Marked Personas: Using Natural Language Prompts to Measure Stereotypes in Language Models

Myra Cheng,Esin Durmus,Dan Jurafsky
2023-05-30
Abstract:To recognize and mitigate harms from large language models (LLMs), we need to understand the prevalence and nuances of stereotypes in LLM outputs. Toward this end, we present Marked Personas, a prompt-based method to measure stereotypes in LLMs for intersectional demographic groups without any lexicon or data labeling. Grounded in the sociolinguistic concept of markedness (which characterizes explicitly linguistically marked categories versus unmarked defaults), our proposed method is twofold: 1) prompting an LLM to generate personas, i.e., natural language descriptions, of the target demographic group alongside personas of unmarked, default groups; 2) identifying the words that significantly distinguish personas of the target group from corresponding unmarked ones. We find that the portrayals generated by GPT-3.5 and GPT-4 contain higher rates of racial stereotypes than human-written portrayals using the same prompts. The words distinguishing personas of marked (non-white, non-male) groups reflect patterns of othering and exoticizing these demographics. An intersectional lens further reveals tropes that dominate portrayals of marginalized groups, such as tropicalism and the hypersexualization of minoritized women. These representational harms have concerning implications for downstream applications like story generation.
Computation and Language,Artificial Intelligence,Computers and Society
What problem does this paper attempt to address?
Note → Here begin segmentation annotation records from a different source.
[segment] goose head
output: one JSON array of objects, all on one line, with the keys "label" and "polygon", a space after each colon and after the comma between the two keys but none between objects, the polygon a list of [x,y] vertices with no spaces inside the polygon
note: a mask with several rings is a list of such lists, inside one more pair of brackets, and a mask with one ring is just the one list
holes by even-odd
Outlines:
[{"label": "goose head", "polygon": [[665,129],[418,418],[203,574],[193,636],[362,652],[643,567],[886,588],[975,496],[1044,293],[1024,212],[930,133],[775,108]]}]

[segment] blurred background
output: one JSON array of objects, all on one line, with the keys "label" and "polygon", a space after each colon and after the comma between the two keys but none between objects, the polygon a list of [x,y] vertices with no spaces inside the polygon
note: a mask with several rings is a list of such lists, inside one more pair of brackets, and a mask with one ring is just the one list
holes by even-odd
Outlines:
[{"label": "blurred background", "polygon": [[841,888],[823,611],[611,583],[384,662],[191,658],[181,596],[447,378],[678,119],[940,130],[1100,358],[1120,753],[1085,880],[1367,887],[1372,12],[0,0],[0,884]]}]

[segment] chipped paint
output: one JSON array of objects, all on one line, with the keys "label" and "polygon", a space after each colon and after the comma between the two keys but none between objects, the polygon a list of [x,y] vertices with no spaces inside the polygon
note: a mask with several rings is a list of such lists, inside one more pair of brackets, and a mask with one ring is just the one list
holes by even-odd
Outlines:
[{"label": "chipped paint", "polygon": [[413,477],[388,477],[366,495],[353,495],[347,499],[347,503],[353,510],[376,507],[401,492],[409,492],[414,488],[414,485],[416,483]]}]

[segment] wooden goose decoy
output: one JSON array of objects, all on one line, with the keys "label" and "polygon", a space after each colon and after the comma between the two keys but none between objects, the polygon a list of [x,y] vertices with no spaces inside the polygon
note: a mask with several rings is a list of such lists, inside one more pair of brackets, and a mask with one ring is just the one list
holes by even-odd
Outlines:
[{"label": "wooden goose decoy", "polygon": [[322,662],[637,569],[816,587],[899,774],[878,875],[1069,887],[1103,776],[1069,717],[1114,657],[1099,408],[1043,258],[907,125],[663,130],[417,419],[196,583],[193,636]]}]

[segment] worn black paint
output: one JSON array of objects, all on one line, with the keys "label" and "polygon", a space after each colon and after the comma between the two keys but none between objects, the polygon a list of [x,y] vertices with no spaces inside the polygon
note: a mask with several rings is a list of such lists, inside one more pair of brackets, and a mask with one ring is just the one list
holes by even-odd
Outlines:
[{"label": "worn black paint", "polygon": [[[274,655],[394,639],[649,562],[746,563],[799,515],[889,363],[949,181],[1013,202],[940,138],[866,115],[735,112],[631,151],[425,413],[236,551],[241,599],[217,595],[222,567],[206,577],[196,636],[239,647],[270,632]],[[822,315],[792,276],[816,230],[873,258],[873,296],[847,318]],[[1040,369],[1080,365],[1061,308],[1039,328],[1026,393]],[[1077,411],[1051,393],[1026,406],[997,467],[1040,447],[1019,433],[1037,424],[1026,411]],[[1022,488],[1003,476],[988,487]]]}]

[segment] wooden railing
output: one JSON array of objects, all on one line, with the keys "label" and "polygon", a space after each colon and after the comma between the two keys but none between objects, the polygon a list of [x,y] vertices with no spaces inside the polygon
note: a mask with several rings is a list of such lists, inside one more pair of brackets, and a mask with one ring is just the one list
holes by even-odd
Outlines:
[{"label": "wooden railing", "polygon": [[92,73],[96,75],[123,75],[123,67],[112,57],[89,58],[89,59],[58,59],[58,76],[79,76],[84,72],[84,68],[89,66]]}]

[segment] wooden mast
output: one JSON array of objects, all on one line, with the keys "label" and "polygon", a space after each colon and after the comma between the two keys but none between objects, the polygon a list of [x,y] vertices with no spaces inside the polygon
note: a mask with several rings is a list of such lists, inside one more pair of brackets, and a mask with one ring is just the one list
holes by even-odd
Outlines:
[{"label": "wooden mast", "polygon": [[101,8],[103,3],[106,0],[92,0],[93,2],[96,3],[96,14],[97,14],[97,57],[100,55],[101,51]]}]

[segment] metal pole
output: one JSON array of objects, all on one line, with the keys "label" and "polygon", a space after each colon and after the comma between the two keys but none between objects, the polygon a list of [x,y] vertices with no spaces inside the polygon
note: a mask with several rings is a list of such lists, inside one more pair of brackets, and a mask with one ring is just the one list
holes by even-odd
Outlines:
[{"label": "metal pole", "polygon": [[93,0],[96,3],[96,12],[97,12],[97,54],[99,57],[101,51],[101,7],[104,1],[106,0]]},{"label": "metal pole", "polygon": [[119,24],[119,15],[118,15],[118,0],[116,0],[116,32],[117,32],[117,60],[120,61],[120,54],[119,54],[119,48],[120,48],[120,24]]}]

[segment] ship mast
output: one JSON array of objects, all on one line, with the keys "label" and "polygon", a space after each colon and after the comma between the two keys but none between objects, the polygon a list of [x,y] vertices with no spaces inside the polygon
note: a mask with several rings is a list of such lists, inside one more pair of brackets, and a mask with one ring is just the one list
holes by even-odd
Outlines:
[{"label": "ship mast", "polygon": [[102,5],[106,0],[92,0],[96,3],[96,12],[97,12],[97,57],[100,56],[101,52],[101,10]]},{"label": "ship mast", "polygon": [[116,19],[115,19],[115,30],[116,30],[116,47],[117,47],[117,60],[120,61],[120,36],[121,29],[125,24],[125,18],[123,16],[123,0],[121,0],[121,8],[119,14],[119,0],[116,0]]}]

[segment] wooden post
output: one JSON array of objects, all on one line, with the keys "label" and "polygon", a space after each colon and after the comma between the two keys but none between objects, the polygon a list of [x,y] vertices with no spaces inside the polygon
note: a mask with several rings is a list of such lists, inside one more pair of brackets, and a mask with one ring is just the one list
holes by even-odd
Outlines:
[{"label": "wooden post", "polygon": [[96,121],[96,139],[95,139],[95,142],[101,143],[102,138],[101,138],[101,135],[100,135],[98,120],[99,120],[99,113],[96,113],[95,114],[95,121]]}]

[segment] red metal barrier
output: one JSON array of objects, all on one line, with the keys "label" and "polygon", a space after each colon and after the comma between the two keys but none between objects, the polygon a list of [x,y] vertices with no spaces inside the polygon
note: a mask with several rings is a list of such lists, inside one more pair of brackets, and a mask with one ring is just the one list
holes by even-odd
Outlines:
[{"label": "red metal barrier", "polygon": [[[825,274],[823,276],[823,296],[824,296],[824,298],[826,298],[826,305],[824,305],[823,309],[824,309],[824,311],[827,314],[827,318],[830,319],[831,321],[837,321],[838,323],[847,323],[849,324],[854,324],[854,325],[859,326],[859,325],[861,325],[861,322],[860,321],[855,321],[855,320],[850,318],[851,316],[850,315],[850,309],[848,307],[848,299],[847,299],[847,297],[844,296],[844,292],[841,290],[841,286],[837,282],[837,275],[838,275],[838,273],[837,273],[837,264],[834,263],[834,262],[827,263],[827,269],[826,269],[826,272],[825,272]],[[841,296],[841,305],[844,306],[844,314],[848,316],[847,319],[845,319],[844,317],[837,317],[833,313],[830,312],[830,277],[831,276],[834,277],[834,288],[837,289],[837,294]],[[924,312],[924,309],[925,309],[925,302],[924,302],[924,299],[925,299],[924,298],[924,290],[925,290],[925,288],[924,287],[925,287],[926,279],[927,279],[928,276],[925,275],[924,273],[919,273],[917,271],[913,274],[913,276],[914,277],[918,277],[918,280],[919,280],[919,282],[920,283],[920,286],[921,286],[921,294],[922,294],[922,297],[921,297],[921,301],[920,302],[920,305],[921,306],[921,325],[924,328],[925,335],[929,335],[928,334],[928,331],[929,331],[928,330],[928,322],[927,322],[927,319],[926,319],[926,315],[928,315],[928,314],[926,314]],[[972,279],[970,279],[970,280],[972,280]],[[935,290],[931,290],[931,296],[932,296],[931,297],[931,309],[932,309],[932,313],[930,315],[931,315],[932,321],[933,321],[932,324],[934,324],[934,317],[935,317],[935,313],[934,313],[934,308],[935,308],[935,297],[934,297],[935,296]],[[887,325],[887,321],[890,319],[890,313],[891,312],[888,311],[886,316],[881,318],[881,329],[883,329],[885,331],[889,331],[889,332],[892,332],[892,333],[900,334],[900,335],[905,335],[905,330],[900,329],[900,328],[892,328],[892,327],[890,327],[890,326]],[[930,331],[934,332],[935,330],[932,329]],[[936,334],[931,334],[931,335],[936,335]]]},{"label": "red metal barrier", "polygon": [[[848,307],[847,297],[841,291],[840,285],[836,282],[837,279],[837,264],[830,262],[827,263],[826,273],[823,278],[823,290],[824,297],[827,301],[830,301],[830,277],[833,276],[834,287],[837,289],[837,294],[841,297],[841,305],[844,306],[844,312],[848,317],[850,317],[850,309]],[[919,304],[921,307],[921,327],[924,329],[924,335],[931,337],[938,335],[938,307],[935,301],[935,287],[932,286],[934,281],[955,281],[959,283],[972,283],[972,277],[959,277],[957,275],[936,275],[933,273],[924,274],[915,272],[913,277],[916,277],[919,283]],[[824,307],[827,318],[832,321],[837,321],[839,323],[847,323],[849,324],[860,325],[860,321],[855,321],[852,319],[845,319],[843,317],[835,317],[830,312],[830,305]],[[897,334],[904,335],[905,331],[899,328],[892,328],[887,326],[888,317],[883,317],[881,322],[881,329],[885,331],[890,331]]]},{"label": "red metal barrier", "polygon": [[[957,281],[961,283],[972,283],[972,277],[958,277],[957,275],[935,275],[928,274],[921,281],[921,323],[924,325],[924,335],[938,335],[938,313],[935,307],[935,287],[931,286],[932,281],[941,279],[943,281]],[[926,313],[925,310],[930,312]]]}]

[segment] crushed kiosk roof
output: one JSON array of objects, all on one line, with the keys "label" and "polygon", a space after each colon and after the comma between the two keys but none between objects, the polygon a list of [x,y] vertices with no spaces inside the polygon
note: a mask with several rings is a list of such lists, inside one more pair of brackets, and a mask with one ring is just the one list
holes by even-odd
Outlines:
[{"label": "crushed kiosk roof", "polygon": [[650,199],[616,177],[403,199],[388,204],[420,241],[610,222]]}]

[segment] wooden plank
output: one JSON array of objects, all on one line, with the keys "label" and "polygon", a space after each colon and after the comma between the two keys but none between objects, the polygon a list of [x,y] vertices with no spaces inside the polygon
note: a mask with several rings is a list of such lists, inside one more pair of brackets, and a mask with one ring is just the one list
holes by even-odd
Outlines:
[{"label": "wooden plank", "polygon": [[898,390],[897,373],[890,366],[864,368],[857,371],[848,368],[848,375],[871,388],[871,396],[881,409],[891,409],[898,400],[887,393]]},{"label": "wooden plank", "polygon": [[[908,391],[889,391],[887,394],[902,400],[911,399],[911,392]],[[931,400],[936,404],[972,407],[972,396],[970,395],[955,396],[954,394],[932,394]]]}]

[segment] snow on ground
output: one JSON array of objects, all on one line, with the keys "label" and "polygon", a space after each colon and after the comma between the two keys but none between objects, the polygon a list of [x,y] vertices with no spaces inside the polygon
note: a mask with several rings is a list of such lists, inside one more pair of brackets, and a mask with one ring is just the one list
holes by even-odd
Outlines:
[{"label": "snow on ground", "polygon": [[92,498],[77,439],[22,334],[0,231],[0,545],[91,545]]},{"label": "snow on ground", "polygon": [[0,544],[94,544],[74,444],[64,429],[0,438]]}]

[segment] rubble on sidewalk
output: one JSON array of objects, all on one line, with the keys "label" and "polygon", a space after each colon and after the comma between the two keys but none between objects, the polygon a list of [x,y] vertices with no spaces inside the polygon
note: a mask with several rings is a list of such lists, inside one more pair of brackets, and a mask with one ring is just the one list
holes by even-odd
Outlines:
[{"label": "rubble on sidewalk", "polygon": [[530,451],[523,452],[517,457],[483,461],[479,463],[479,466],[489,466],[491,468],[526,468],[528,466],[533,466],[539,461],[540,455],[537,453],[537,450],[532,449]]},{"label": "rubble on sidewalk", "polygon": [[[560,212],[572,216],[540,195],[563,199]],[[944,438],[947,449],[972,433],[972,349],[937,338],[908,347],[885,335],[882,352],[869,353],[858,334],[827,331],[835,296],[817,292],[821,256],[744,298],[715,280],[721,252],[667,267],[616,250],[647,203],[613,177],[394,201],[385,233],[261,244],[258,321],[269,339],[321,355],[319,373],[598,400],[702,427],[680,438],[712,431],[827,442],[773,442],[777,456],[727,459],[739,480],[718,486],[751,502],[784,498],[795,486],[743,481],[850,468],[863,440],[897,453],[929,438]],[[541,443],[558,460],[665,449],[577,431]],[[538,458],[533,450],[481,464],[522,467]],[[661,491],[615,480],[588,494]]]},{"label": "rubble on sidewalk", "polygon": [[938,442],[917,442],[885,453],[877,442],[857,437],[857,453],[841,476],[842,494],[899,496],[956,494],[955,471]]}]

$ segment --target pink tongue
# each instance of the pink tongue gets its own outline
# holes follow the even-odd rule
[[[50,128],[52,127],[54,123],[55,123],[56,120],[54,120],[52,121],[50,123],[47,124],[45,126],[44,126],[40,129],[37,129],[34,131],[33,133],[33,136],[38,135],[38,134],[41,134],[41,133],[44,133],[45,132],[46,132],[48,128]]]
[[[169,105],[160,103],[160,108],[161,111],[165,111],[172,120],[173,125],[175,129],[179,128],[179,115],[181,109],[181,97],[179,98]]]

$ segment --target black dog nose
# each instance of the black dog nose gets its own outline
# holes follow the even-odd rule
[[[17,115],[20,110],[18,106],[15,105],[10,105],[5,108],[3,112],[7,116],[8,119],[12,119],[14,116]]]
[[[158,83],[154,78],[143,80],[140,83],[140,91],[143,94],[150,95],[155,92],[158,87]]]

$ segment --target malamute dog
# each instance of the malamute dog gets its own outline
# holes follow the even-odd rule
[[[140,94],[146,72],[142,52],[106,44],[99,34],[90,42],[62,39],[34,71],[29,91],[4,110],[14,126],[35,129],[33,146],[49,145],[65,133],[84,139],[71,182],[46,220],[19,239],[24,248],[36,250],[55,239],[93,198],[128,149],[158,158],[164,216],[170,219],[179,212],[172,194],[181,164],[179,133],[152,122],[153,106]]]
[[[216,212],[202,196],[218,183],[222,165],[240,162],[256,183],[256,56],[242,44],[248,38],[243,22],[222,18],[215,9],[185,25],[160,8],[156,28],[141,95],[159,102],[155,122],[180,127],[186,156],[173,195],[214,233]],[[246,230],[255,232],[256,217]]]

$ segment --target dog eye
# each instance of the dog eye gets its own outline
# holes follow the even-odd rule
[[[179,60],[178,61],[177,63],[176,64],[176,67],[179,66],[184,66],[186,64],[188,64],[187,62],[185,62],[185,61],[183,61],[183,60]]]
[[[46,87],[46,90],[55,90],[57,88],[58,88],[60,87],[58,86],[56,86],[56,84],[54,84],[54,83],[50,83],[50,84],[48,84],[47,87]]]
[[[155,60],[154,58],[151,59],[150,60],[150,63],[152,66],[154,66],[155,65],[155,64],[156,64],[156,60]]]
The paper primarily focuses on the issues of social biases and stereotypes present in large language models (LLMs) and proposes a new method—Marked Personas—to measure these stereotypes in an unsupervised manner when describing different demographic groups. The core contributions of the paper include: 1. **Proposing the Marked Personas framework**: This is a prompt-based method that captures patterns and stereotypes in model outputs by generating natural language descriptions of specific demographic groups. This method does not require pre-constructed datasets or lexicons. 2. **Finding that model-generated personas contain more stereotypes**: The study found that personas generated by GPT-3.5 and GPT-4 contain more racial stereotypes compared to descriptions written by humans under the same prompts. 3. **Analyzing harmful patterns**: The paper provides a detailed analysis of stereotypes, essentializing narratives, clichés, and other harmful patterns in model outputs identified by the Marked Personas method but not captured by existing bias measurement methods. The paper first introduces background knowledge, including the sociological concept of "markedness" and previous methods for measuring bias and stereotypes in language models. It then explains the working principles of the Marked Personas method in detail, including how to generate personas and identify keywords that distinguish marked groups from unmarked groups (Marked Words). Experiments compare the differences between model-generated personas and human-written personas and discuss the limitations of existing stereotype lexicons. Finally, the paper reveals that even when model-generated descriptions have a positive emotional tone, there are still underlying harmful patterns such as othering and essentializing narratives. Additionally, the paper specifically explores unique harmful patterns that appear in intersectional groups.